Total Pageviews

What\'s Next for Tumblr and Instagram

David Karp, the chief executive of Tumblr, and Kevin Systrom, the chief executive of Instagram, gave some hints Monday about where their services were headed or not headed during interviews on the stage of the GigaOm Roadmap conference in San Francisco.

Mr. Systrom, who recently sold his photo-sharing site to Facebook, said he was not too worried about Twitter adding photo filters to its service. Instagram owed some of its success to allowing people to change the look of photos with filters, he said. “Filters are pretty ubiquitous at this point,” he said.

He said he did not expect an Instagram for video anytime soon either from Facebook or an upstart because data speeds were too slow for people to post quickly and download quickly to watch. He also said that unlike still photos, videos took time to edit and were difficult to flick through. “Someone is going to work on it and do it very well,” he conceded, though.

Mr. Systrom said his company was working on ways to mine photos so users could find important or relevant photos quickly. For instance, he said people uploaded 800,000 photos with the hashtag #sandy during the big storm last week. That was about 10 times the number of photos from an event like the Super Bowl. But users would have difficulty finding specific photos because they were a jumble of people drinking wine, trees down on cars or gas stations with gas.

Om Malik, the founder of GigaOm and the interviewer, called it “data dissonance.”

Mr. Karp, who founded the blogging service Tumblr, talked in depth about why his service did not provide a mechanism for commenting on Tumblr sites. He said the absence of such a mechanism was intentional, to prevent nasty comments. He said comments on most sites mad people feel like second-class citizens. “It makes you feel like you have to speak in all caps,” Mr. Karp said.

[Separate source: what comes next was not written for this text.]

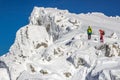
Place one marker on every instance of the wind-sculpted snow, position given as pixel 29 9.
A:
pixel 54 46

Instead, the company offers “fan mail,” in which a person sends a r esponse to a Tumblr author with an electronic postcard that the commenter designs. The commenter also designs the stamp and the background and chooses a font. Mr. Karp said that by the time a user spent 40 seconds or a minute doing that, “anything nasty you want to say is diffused.”

He said that no one had really figured out how to conduct meaningful and pleasant conversations online, but that he wanted to try to solve that difficult problem.